LONDON (Reuters) - Households helped to limit the damage to Britain’s economy as it shrank in the second quarter ahead of Brexit, according to new data that also showed their financial health was less fragile than previously thought.
The Office for National Statistics (ONS) confirmed the economy contracted at a quarterly rate of 0.2% in the second quarter, a hangover from a stockpiling boom before the original Brexit deadline that was postponed until Oct. 31.
While British industry and investment wilted in the escalating Brexit crisis, household spending increased at a quarterly rate of 0.4%, marking the fastest growth in a year.
The new ONS data also showed Britain’s households have been net lenders to the economy rather than net borrowers ever since the second quarter of 2017. Previous data had shown households were net borrowers non-stop since late 2016.
The status change reflected people donating less to charity than previously thought, meaning households held more assets, as well as landlords earning more money, ONS said.
“A healthier picture of households’ balance sheets gives us some confidence that household spending will continue to underpin growth,” Andrew Wishart, economist at consultancy Capital Economics said.
Changes to the measurement of student loans also contributed to change in the status of households to net lenders, although the figures still showed a “significant” deterioration since the 2016 Brexit vote.

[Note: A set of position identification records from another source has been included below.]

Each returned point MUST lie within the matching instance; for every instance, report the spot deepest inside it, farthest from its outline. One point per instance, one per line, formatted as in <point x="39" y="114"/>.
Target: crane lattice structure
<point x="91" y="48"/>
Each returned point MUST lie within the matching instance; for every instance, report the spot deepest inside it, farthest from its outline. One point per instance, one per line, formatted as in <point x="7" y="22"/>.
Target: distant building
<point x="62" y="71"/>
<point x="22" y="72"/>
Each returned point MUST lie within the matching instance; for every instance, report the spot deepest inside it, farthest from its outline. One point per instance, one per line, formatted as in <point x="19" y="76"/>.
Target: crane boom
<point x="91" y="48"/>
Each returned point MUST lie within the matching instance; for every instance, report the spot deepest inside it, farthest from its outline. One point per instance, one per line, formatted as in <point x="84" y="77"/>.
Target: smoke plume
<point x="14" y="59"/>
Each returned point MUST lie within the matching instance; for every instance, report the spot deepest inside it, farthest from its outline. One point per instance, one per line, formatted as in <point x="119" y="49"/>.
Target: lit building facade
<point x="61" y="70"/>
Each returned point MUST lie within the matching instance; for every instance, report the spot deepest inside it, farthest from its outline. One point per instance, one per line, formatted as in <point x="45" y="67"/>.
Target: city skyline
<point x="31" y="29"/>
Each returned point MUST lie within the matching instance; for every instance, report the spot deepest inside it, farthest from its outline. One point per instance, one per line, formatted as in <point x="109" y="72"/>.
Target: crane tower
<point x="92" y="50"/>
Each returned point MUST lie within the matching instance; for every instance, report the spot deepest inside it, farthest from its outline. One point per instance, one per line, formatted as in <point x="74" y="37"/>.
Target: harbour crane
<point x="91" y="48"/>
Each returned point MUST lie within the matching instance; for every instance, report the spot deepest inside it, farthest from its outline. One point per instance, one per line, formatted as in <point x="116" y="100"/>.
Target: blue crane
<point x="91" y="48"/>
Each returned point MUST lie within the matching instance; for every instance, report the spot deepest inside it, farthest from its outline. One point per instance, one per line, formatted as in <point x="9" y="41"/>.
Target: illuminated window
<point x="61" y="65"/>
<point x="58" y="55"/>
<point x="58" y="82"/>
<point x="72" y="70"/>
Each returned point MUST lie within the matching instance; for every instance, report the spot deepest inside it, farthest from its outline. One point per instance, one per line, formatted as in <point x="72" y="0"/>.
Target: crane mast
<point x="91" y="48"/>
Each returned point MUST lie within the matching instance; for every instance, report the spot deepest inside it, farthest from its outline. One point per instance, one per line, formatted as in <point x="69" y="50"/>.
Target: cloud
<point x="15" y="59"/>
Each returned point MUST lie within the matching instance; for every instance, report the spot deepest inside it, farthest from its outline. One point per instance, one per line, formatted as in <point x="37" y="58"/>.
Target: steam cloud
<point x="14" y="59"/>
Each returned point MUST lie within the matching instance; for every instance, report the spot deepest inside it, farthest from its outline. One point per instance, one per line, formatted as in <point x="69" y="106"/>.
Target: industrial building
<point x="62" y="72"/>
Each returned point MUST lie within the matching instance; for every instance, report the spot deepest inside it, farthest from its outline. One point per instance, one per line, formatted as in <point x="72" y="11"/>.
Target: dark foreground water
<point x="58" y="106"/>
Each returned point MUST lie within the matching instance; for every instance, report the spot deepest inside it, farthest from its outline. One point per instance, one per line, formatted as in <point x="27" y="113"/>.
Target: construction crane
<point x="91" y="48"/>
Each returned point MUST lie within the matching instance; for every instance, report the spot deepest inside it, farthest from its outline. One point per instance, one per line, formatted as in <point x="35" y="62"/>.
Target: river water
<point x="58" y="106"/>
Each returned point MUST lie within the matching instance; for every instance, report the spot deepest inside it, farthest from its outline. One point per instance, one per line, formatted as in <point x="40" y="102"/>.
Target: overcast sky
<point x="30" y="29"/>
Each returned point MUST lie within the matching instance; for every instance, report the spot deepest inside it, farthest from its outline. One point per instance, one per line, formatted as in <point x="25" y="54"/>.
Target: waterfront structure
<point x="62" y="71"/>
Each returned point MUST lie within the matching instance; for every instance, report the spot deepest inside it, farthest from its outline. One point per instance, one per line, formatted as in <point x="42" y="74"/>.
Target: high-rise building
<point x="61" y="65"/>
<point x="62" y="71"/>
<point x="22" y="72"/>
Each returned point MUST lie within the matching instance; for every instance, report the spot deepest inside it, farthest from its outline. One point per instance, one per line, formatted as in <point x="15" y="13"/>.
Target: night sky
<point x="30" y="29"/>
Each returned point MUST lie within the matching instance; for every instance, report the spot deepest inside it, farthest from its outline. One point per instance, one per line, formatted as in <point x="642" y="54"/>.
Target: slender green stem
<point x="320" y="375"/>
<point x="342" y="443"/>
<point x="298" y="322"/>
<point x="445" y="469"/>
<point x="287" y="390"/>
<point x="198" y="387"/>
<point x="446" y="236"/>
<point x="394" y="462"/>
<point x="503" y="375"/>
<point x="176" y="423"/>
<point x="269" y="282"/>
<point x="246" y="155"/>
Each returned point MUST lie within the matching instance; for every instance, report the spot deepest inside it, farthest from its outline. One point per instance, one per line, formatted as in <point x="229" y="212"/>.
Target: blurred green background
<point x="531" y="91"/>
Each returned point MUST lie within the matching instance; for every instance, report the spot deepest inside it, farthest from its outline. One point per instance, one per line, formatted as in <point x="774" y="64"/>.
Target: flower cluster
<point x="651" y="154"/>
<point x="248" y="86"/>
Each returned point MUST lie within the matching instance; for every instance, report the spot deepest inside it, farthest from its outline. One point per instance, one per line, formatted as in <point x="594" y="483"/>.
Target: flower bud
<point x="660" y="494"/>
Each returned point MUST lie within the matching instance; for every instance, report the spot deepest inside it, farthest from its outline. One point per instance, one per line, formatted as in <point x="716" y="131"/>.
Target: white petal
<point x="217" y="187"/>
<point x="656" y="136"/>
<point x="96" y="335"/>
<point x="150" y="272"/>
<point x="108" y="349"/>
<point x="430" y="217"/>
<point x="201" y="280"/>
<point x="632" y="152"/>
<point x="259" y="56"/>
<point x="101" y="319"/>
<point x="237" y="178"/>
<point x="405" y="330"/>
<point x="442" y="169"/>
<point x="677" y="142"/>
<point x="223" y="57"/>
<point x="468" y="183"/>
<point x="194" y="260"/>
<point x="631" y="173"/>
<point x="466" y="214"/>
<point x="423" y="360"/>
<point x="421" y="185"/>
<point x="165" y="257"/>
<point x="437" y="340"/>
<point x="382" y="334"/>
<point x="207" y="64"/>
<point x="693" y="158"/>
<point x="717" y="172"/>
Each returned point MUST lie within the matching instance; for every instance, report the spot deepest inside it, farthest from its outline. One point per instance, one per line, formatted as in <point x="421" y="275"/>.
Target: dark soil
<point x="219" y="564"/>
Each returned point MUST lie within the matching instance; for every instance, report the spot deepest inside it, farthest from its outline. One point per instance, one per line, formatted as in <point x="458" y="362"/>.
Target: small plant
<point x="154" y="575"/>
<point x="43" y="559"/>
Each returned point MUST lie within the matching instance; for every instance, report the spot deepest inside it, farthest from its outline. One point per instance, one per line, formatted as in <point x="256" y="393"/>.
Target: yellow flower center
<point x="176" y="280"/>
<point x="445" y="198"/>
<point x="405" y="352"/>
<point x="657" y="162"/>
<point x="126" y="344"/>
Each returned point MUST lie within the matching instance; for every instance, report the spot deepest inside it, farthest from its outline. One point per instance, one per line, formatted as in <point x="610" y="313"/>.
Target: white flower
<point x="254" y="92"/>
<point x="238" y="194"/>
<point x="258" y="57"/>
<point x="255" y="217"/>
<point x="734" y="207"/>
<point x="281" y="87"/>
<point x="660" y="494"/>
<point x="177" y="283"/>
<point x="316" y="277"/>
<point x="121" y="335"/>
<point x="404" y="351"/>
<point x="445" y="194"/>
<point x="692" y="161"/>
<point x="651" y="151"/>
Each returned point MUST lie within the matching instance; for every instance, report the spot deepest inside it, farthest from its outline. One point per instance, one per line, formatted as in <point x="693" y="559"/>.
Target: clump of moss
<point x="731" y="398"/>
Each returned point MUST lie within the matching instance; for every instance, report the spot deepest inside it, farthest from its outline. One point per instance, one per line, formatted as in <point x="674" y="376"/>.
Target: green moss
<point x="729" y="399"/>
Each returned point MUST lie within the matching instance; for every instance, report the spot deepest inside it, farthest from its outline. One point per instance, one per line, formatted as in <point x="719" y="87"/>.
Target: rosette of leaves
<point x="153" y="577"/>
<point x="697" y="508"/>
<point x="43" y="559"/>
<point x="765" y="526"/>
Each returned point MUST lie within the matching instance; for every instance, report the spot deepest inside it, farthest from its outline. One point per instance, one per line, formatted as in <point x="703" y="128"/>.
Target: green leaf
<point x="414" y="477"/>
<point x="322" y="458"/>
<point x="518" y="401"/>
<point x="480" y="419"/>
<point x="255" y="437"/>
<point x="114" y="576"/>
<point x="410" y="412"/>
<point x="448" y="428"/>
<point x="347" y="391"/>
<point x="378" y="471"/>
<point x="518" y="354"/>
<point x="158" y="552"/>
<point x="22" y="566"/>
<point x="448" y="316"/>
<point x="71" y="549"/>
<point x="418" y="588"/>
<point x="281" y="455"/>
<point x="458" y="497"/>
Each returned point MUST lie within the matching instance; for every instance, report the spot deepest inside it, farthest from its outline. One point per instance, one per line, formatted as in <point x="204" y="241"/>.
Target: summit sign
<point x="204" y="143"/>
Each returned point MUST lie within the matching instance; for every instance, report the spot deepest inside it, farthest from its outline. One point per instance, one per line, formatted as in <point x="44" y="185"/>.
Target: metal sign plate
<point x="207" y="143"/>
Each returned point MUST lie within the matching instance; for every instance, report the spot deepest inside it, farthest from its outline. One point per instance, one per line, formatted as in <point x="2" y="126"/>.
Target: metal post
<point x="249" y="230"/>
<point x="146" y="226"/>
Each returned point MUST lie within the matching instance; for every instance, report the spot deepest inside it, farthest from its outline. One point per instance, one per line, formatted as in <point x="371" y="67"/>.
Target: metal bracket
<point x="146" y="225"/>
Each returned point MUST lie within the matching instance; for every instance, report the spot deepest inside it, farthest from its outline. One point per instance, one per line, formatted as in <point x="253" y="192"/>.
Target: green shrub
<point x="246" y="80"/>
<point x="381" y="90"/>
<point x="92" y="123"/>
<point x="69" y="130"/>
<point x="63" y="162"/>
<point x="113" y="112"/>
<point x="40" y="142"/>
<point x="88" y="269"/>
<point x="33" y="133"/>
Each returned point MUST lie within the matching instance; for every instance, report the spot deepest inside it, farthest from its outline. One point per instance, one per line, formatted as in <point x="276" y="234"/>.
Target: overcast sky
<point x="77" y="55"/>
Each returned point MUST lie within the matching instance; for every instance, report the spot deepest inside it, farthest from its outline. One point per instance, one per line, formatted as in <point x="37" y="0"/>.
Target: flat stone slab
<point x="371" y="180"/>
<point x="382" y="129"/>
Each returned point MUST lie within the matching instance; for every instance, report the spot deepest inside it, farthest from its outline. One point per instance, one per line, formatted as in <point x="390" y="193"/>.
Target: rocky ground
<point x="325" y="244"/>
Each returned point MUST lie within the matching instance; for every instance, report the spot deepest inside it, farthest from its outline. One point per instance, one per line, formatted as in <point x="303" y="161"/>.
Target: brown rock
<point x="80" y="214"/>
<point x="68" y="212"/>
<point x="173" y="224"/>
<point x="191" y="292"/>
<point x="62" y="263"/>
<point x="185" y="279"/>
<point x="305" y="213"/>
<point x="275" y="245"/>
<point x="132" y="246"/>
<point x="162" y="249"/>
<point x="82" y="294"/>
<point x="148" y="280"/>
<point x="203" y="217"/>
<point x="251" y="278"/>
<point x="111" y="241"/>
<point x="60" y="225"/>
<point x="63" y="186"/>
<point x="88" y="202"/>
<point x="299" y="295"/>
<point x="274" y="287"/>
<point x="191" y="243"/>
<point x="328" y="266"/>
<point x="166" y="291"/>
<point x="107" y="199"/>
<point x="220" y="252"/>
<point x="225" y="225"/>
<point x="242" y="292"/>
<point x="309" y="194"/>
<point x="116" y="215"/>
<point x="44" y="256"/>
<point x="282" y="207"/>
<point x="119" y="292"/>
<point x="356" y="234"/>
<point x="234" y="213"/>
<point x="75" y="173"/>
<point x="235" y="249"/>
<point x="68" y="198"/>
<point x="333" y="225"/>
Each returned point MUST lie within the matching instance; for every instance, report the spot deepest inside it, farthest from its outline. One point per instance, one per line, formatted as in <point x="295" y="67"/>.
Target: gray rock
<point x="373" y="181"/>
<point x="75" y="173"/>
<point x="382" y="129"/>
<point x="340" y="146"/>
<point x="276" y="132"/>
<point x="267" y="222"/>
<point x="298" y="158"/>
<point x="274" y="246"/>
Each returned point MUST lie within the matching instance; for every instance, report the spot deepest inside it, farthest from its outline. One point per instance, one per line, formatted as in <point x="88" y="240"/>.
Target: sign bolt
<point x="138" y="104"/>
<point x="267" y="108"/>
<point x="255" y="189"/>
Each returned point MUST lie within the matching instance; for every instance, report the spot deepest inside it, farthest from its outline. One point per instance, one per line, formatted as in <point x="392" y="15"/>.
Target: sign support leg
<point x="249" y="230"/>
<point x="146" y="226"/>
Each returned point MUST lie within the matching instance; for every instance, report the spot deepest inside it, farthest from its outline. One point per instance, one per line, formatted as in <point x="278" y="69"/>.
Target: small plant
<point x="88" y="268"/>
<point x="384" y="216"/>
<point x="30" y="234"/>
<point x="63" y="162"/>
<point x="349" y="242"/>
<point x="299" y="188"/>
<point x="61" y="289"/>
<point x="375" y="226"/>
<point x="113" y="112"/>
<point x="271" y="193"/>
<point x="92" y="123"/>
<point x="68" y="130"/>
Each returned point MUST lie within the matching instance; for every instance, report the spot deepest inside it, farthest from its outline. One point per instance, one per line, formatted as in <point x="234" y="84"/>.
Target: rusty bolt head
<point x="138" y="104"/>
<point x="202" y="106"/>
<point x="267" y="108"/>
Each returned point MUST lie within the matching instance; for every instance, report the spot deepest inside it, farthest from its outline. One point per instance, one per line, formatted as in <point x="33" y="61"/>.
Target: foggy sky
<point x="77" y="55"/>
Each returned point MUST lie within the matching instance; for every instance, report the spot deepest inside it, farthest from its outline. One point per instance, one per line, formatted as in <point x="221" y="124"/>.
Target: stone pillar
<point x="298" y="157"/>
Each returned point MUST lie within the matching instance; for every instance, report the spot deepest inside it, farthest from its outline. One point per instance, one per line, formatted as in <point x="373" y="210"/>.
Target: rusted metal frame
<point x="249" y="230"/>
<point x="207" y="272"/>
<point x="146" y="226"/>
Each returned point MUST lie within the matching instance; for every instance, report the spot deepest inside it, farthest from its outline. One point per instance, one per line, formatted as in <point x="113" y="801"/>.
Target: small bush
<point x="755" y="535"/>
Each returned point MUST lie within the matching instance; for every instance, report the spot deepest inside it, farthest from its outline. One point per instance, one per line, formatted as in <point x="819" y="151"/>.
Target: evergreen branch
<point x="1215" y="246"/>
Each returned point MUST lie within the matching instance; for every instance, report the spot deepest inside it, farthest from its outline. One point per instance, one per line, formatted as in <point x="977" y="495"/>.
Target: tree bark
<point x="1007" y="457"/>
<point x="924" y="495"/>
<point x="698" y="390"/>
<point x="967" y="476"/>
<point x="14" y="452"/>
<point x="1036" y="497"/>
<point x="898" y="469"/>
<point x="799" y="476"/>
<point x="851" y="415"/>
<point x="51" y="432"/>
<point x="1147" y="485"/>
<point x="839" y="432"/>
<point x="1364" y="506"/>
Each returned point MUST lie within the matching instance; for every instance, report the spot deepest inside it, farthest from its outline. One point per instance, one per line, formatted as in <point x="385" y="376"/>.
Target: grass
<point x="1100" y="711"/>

Lending to British consumers slowed to its weakest rate in more than five years in August, a sign household demand may be softening in the run-up to Britain’s departure from the European Union, Bank of England (BoE) figures showed on Monday.
Sterling and British government bonds showed little reaction to Monday’s data.
Monday’s ONS figures showed Britain’s current account deficit in the second quarter narrowed by less than expected, to 25.2 billion pounds ($31.02 billion) from 33.1 billion pounds.
At 4.6% of gross domestic product, the deficit was larger than any economist had expected in a Reuters poll which had pointed to a deficit of 19.5 billion pounds.
“The fact that the current account deficit was still elevated ... in the second quarter is a concern — as an elevated shortfall is a potential source of vulnerability for the UK economy,” economist Howard Archer from the EY ITEM Club consultancy said.
BoE Governor Mark Carney described Britain as dependent “on the kindness of strangers” before the 2016 Brexit referendum, and last month the BoE said the current account deficit still posed economic risks.
A drop-off in foreign investors’ demand for British assets could trigger a further fall in sterling and make it harder for businesses and consumers to raise finance or borrow.
Britain’s economy has slowed since the Brexit referendum, and now faces increased headwinds from trade tensions between the United States and China and a slowdown in Europe.
While most economists think the economy recovered some of its lost ground in the third quarter, the outlook further ahead is clouded by the global slowdown and the Brexit crisis.
A Lloyds Bank survey on Monday showed pessimism among businesses about the economic outlook rose in September to its highest since June 2016, the month of the Brexit vote.
Monday’s ONS figures showed the economy grew by 1.3% in the year to the end of June, revised up from an earlier estimate of 1.2%.
Spending from households and the government — the latter rising at the fastest annual rate since late 2008 — were among the few drivers of growth in Britain’s economy in the second quarter, with business investment falling again.